Of course you can use something like csync2 to keep files in sync across multiple servers, but I wonder if it's really worth it to try and keep millions of attachment/avatar files in sync every time someone uploads a new one. You also start having issues that need to be addressed if you have a web server that is down (either failed or taken down intentionally for maintenance).

On top of it, I'm probably going to be moving to a bigger cluster of 12 web servers sometime soon. It just seems that storage of attachments and avatars doesn't scale well as you bring on more web servers. It's more time trying to keep everything in sync every time someone uploads something, but also at the extreme you start running into disk space issues. For sake of argument, let's say I had 100 web servers... do I really want to store attachments/avatars 100 times each? Csync2 is extremely fast, but even if it took "only" 1 second to sync millions of files to a server (it would be longer), you are talking 12 seconds of delay every time someone uploaded something.

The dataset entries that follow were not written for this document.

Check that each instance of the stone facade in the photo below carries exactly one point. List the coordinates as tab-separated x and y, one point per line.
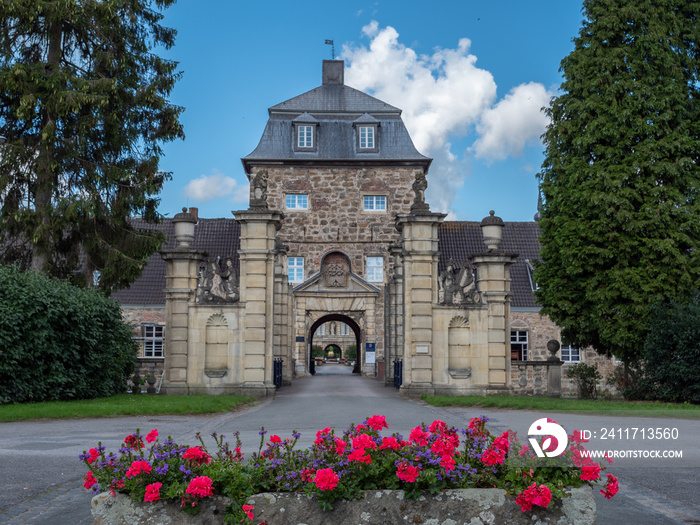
338	231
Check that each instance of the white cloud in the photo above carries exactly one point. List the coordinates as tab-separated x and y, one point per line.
216	186
514	122
444	95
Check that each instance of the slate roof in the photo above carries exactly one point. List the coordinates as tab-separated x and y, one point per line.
462	240
335	109
218	237
457	240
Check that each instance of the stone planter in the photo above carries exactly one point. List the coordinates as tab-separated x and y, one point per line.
379	507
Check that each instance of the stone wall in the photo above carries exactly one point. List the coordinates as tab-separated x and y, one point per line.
540	330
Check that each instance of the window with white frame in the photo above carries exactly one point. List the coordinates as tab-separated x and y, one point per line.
375	269
296	201
152	340
374	202
305	137
518	345
295	269
366	137
569	354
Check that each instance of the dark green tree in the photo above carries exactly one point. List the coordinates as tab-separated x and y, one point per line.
620	180
83	113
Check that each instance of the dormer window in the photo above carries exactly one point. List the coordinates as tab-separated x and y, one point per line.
366	128
366	137
305	137
305	133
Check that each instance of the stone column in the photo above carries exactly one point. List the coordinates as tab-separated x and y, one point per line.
493	282
259	228
419	238
182	266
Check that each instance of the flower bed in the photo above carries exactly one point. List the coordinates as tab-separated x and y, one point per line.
335	470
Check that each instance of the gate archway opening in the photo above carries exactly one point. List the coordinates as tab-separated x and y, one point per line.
343	319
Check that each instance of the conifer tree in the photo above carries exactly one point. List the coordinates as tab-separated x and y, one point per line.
83	115
621	220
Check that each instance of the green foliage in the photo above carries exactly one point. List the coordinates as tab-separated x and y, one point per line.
58	341
586	378
620	222
351	353
672	352
84	109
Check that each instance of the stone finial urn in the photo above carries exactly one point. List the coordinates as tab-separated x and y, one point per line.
184	228
492	231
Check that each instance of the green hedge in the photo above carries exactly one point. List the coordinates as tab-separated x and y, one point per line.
59	342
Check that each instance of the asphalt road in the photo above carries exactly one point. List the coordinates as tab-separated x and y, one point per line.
41	476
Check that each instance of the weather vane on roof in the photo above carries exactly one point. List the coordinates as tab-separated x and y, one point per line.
330	43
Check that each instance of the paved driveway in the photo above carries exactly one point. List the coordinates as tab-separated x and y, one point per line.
41	476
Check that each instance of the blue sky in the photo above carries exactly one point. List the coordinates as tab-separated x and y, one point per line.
469	76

On a massive scale, imagine if Facebook was trying to store user avatars locally and sync all their web servers with those files every time someone uploaded a new one. :)

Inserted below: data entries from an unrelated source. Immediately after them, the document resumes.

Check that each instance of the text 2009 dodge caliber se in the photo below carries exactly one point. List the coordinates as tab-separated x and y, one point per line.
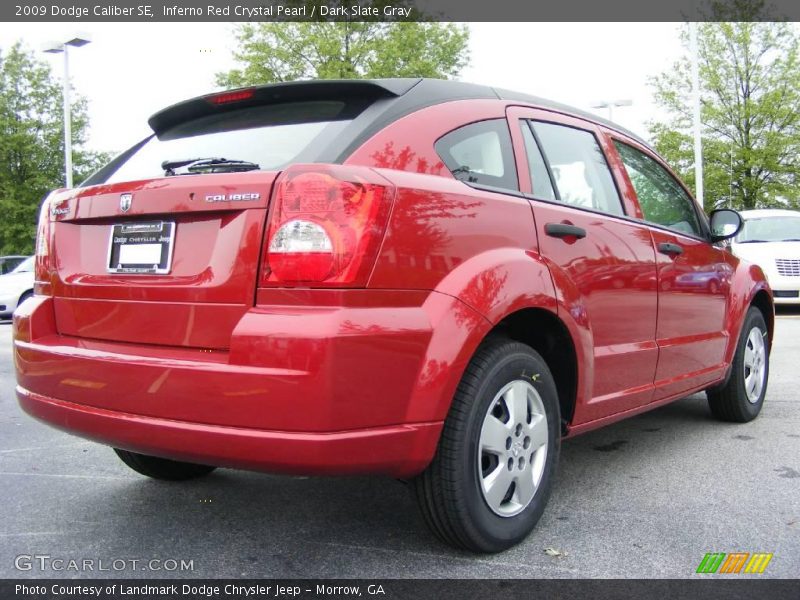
430	280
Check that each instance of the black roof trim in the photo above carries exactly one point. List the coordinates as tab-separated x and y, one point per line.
411	94
363	89
567	110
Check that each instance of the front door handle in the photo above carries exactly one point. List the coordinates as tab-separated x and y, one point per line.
563	230
670	249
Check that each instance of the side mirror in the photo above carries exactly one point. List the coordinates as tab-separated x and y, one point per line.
725	223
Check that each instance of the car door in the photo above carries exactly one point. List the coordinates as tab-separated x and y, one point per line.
602	263
693	276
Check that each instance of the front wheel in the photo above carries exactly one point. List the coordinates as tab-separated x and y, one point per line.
491	477
741	397
162	468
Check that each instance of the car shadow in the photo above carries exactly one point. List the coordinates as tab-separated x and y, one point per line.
260	519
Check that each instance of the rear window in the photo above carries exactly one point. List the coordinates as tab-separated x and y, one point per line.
271	136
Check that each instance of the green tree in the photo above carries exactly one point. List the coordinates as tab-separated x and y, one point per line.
272	52
750	114
32	144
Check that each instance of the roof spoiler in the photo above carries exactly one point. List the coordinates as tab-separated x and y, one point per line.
295	91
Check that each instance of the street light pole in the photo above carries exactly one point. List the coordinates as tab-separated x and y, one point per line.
698	142
610	104
67	121
63	47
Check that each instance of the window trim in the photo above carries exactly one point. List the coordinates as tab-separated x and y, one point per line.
543	154
594	135
513	176
700	215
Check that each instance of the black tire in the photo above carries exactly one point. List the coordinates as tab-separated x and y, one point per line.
162	468
449	492
730	401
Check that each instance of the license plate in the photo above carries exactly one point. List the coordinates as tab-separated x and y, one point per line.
141	247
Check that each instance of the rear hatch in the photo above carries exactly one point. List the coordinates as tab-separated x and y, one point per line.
163	245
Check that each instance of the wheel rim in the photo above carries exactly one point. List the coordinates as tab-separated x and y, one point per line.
512	448
754	364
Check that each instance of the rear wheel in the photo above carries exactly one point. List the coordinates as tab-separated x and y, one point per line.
491	477
741	397
162	468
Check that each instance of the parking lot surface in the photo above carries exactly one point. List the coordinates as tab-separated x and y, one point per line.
647	497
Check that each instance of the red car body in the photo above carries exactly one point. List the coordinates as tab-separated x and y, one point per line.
217	362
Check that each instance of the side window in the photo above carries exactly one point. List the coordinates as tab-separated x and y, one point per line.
480	153
663	201
540	178
579	167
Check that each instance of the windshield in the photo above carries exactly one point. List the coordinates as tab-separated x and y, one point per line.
269	136
770	229
26	266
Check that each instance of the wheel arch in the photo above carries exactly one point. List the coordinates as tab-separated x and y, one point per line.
546	333
763	302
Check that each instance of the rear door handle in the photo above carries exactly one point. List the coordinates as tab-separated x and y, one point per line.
564	230
670	249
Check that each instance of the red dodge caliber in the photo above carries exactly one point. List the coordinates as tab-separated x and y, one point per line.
430	280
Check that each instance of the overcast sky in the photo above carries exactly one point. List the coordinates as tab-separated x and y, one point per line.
131	70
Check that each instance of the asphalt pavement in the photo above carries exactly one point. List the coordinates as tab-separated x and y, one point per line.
644	498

In addition to scalability issues, there are a few additional things I don't like about how avatars are stored... When using Imagemagick, you can't reject animated avatars. And all avatars are also stored in the file system as .jpeg files (even GIF/PNGs which makes the web server kick out invalid mime types for GIF or PNG avatars... so you are more or less relying on the web browser to assume site owners are stupid and correct invalid file types).

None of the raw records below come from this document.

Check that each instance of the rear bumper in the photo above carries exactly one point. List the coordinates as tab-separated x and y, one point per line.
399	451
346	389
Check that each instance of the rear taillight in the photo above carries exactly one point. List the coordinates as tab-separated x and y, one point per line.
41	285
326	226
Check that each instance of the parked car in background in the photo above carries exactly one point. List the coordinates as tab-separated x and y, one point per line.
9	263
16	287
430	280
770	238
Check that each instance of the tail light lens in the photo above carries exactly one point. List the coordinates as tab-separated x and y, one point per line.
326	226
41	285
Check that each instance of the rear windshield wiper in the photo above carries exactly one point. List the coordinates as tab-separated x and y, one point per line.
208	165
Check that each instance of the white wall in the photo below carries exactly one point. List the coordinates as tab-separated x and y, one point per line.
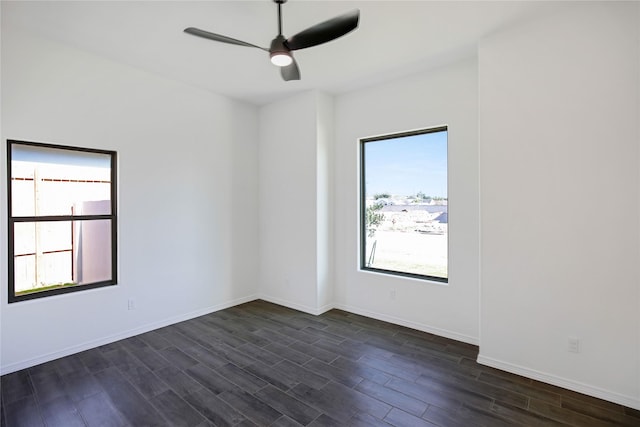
448	96
294	222
187	164
560	200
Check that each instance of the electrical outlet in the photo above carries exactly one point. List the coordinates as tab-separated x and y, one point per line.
574	345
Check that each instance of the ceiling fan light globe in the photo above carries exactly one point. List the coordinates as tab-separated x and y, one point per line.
281	59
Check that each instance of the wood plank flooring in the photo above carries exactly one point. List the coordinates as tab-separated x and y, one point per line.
259	364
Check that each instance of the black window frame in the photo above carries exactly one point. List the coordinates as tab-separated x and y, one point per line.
12	220
363	207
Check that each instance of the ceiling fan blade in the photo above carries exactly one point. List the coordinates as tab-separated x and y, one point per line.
219	38
290	72
324	31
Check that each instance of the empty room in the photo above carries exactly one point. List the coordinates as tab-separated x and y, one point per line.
320	213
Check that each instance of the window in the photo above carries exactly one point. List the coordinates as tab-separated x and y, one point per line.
404	204
62	219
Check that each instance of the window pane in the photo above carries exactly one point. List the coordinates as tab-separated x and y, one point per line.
405	217
50	181
52	254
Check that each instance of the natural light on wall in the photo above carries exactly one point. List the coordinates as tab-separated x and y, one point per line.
404	204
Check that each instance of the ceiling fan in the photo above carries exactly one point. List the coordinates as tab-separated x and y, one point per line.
281	48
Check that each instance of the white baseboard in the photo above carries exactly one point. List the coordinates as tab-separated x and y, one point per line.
7	369
629	401
409	324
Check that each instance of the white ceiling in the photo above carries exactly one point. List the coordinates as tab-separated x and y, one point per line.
394	38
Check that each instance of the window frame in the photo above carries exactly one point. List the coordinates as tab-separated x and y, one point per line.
363	206
12	220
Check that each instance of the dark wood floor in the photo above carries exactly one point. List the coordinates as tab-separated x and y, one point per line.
265	365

I'm thinking I may need to just rewriting parts of the Model_Avatar and Model_Attachment class to address all my issues and store stuff in the database rather than file system (1 query to read it from the database really isn't that much overhead as long as you use the proper HTTP headers so browsers aren't checking if it's changed since the last time it downloaded it).
 
If you invest in a decent SAN then the problem goes away. I recommend 3PAR, the system I have invested in has 4 redundant power supplies. It powers the core of the business. 3PAR has recently been bought out by HP after a bidding war with Dell.
 
I extended XenForo_Model_Avatar::uploadAvatar() to kick out an error to the user if they try to upload an animated avatar now. That was fairly simple.
 
If you invest in a decent SAN then the problem goes away. I recommend 3PAR, the system I have invested in has 4 redundant power supplies. It powers the core of the business. 3PAR has recently been bought out by HP after a bidding war with Dell.
Definitely not going the route of a SAN. Have had bad experiences in the past (even with ones that were "redundant"). We had a daughter board go out on one that handled the power supplies... so even though we had redundant power supplies, the thing that controlled them died internally. The only way to do it and truly not have a single point of failure would be to get multiple independent SANs that are fed through different SAN switches and have multiple fiber channel controllers on each server. And that starts becoming massively expensive and ends up being a very complex solution to a simple problem.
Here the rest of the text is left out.